34. Dans voor eindexamen

47 4 7
                                    


Pov Amber
Mijn wangen gloeien. Mijn haar zwiept mee met mijn bewegingen. Dagmars handen ondersteunen mij wanneer hij me optilt. Zijn adem klinkt heerlijk in mijn oren. 

Dagmar laat me zakken en ik maak een laatste pirouette. De muziek stopt en we staan stil. Dan klinkt er geklap. Een brede glimlach komt op mijn gezicht en ik omhels hem stevig.

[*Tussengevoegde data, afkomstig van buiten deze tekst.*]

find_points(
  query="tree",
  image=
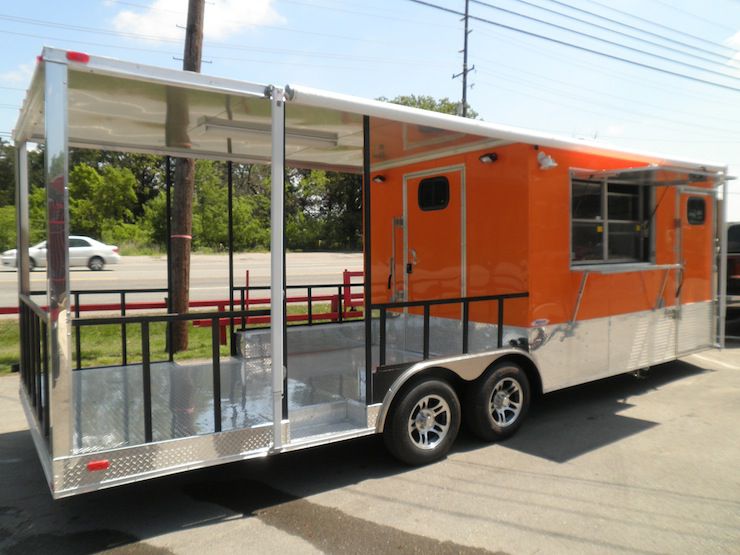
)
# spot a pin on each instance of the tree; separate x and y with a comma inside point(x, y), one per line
point(442, 105)
point(97, 202)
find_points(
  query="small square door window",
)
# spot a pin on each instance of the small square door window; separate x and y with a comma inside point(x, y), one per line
point(696, 210)
point(434, 193)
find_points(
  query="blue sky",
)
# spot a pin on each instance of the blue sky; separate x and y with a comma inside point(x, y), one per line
point(392, 47)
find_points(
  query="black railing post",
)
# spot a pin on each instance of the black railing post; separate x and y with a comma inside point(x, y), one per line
point(216, 354)
point(466, 318)
point(339, 304)
point(45, 355)
point(78, 333)
point(37, 368)
point(310, 307)
point(381, 346)
point(426, 331)
point(147, 381)
point(124, 346)
point(242, 302)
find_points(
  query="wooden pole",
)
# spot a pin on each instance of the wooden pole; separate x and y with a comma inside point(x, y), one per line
point(182, 209)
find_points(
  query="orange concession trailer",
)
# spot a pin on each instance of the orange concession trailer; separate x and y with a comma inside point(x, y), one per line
point(499, 263)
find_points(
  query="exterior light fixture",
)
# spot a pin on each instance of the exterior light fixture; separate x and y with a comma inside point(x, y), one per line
point(259, 131)
point(546, 161)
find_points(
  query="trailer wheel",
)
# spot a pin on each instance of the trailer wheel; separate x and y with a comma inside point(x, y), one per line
point(497, 403)
point(424, 423)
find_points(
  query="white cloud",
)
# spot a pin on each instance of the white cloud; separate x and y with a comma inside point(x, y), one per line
point(18, 76)
point(734, 62)
point(223, 18)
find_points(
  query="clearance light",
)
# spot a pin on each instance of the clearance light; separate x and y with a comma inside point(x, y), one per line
point(80, 57)
point(95, 466)
point(546, 161)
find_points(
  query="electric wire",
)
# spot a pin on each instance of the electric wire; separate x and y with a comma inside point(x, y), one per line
point(548, 81)
point(694, 15)
point(579, 47)
point(231, 46)
point(603, 40)
point(724, 59)
point(716, 97)
point(608, 109)
point(253, 24)
point(660, 25)
point(642, 30)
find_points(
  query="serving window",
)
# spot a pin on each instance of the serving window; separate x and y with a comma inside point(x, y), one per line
point(609, 222)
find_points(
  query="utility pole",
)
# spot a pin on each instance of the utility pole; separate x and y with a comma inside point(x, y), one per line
point(182, 209)
point(466, 70)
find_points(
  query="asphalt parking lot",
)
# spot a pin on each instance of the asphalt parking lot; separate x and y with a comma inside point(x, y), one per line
point(618, 466)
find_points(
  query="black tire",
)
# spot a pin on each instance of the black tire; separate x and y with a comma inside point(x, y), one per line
point(423, 423)
point(96, 264)
point(496, 404)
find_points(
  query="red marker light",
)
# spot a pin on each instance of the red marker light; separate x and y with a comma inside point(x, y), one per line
point(80, 57)
point(94, 466)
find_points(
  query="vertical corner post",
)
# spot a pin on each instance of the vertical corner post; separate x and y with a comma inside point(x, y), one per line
point(277, 262)
point(56, 167)
point(22, 222)
point(367, 259)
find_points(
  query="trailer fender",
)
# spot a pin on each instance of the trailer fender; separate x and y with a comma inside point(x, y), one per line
point(463, 367)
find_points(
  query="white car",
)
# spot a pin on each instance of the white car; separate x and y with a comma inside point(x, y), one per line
point(83, 251)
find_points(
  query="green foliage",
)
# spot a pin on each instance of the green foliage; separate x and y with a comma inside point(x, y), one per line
point(98, 202)
point(442, 105)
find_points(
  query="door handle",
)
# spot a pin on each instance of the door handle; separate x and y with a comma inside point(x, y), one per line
point(414, 262)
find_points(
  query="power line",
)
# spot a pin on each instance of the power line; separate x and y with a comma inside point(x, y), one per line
point(671, 123)
point(580, 87)
point(694, 16)
point(581, 48)
point(660, 25)
point(222, 45)
point(607, 41)
point(609, 71)
point(642, 30)
point(249, 23)
point(722, 63)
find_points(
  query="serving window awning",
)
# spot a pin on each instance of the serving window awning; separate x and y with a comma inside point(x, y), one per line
point(651, 176)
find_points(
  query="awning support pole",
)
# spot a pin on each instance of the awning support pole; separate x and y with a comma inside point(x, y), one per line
point(722, 227)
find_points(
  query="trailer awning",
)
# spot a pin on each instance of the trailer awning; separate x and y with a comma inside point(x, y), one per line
point(652, 176)
point(124, 106)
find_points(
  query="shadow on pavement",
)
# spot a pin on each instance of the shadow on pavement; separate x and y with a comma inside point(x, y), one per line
point(562, 426)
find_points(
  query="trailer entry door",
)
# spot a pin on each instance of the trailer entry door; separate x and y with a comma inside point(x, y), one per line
point(694, 288)
point(433, 250)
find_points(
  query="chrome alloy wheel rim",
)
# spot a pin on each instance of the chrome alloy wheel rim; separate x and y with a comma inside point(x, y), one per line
point(429, 422)
point(506, 402)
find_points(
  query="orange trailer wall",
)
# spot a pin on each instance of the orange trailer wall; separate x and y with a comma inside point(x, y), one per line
point(495, 235)
point(554, 285)
point(517, 238)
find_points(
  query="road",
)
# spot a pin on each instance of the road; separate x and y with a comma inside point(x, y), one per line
point(618, 466)
point(209, 275)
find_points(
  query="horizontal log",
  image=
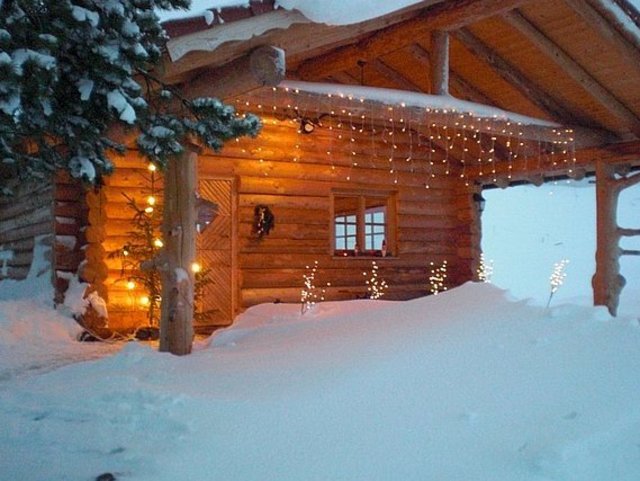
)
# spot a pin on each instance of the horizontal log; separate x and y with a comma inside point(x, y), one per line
point(393, 173)
point(423, 221)
point(337, 277)
point(287, 261)
point(36, 216)
point(289, 216)
point(251, 297)
point(17, 273)
point(285, 201)
point(288, 231)
point(27, 232)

 'Prachtig! Echt heel goed gedaan!' Roept de lerares. We bedanken haar en trippelen van de dansvloer. 

'Je was geweldig,' fluistert Dagmar in mijn oor wanneer het volgende koppel begint te dansen. Ik giechel als een dom kind, maar kan er niets aandoen. Ik kijk vol fascinatie naar Dino en Julie die dansen, maar het komt allemaal niet binnen. Ik zit bij het telefoontje dat ik Dagmar hoorde maken. Ik weet niet waarom, maar het zit me dwars. Ik wist wel dat er iets niet klopte, dat hij iets verbergt... De voorbije weken doet hij anders.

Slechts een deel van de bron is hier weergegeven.